The function can be expressed in factored form based on the given roots:

\[
f(x) = 2(x + 4)\left(x - \frac{1}{2}\right)(x - p)
\]

To determine the value of \( c \), we will expand this factored form and then compare the coefficients with the original function.

### Step 1: Expand the factored form
Let's first expand \( (x + 4)(x - \frac{1}{2}) \):

\[
(x + 4)\left(x - \frac{1}{2}\right) = x^2 - \frac{1}{2}x + 4x - 2 = x^2 + \frac{7}{2}x - 2
\]

Now multiply by \( (x - p) \):

\[
2(x^2 + \frac{7}{2}x - 2)(x - p)
\]

Distribute \( (x - p) \):

\[
= 2\left[x^3 - px^2 + \frac{7}{2}x^2 - \frac{7p}{2}x - 2x + 2p\right]
\]

Now, let's collect the like terms:

\[
= 2x^3 + \left(7 - 2p\right)x^2 + \left(\frac{7}{2} - 7p\right)x + 4p
\]

### Step 2: Compare with the original function

The original function is:

\[
f(x) = 2x^3 + 3x^2 + cx + 8
\]

Comparing coefficients with the expanded form:

- Coefficient of \( x^2 \): \( 7 - 2p = 3 \)
- Coefficient of \( x \): \( \frac{7}{2} - 7p = c \)
- Constant term: \( 4p = 8 \)

### Step 3: Solve for \( p \) and \( c \)

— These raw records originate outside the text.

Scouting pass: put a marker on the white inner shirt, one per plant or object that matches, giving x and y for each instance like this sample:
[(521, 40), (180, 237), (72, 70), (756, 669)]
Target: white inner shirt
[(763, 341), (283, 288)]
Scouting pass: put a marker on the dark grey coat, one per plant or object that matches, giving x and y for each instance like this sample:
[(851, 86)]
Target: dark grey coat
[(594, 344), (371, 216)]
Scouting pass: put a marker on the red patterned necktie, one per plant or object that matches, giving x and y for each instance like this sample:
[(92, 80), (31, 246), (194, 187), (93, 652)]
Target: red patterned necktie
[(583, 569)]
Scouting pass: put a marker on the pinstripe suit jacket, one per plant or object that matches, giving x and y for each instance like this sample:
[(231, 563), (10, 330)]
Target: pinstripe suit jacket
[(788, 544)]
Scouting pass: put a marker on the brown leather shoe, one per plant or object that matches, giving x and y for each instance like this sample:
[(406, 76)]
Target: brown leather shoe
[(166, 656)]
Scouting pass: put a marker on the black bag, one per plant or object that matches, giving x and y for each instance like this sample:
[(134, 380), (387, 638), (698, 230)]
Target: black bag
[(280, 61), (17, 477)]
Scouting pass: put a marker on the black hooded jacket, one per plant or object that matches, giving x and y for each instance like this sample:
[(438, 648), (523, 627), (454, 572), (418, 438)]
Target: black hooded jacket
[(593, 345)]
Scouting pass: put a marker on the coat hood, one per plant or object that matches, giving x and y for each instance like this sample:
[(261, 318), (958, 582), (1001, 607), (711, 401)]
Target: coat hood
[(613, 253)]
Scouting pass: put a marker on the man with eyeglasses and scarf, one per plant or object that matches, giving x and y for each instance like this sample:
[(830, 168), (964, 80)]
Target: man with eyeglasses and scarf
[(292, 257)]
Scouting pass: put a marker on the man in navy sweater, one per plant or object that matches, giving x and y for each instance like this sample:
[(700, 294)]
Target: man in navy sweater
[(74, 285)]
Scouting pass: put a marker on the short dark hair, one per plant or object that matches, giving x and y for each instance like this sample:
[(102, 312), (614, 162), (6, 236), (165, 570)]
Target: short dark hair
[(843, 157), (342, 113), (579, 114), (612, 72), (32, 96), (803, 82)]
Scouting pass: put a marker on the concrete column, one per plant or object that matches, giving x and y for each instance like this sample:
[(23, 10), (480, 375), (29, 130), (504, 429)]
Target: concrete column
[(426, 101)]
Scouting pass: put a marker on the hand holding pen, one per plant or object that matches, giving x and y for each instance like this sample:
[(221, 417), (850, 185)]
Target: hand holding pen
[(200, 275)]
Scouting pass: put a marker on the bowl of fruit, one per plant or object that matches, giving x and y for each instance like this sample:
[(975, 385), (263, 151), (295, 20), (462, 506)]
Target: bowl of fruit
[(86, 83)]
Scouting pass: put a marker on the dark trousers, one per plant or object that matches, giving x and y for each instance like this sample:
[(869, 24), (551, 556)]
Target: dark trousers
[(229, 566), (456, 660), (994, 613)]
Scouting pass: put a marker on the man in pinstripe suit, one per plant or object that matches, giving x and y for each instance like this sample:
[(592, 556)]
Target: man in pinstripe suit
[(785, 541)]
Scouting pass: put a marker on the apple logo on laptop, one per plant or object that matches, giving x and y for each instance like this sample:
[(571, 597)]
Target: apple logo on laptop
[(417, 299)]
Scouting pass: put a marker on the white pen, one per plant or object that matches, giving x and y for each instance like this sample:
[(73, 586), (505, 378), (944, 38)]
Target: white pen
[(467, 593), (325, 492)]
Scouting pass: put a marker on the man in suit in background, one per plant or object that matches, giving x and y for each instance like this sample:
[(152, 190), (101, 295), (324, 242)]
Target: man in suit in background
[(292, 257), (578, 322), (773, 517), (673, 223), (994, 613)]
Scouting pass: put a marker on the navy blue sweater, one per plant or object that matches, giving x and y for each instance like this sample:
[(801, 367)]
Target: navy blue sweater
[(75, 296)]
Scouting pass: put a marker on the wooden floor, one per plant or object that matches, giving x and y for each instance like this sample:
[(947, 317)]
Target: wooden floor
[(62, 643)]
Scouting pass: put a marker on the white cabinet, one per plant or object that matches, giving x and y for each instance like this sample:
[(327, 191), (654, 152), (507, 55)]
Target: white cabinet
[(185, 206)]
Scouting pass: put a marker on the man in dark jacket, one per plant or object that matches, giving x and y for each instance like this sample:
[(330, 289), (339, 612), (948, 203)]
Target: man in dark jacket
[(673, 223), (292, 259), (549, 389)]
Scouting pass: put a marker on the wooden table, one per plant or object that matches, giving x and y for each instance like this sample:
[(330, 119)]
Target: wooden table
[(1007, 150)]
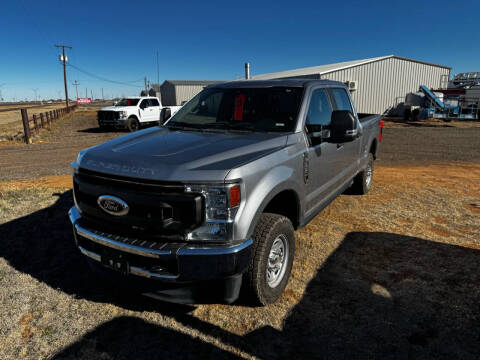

First, solve for \( p \) from the constant term:

\[
4p = 8 \implies p = 2
\]

Now substitute \( p = 2 \) into \( 7 - 2p = 3 \):

\[
7 - 2(2) = 3
\]

This confirms that \( p = 2 \) is correct.

Now substitute \( p = 2 \) into the expression for \( c \):

\[
c = \frac{7}{2} - 7(2)
\]

\[
c = \frac{7}{2} - 14 = \frac{7}{2} - \frac{28}{2} = \frac{-21}{2} = -10.5
\]

Thus, the value of \( c \) is \( \boxed{-\frac{21}{2}} \) or \( -10.5 \).

Would you like further details or have any other questions?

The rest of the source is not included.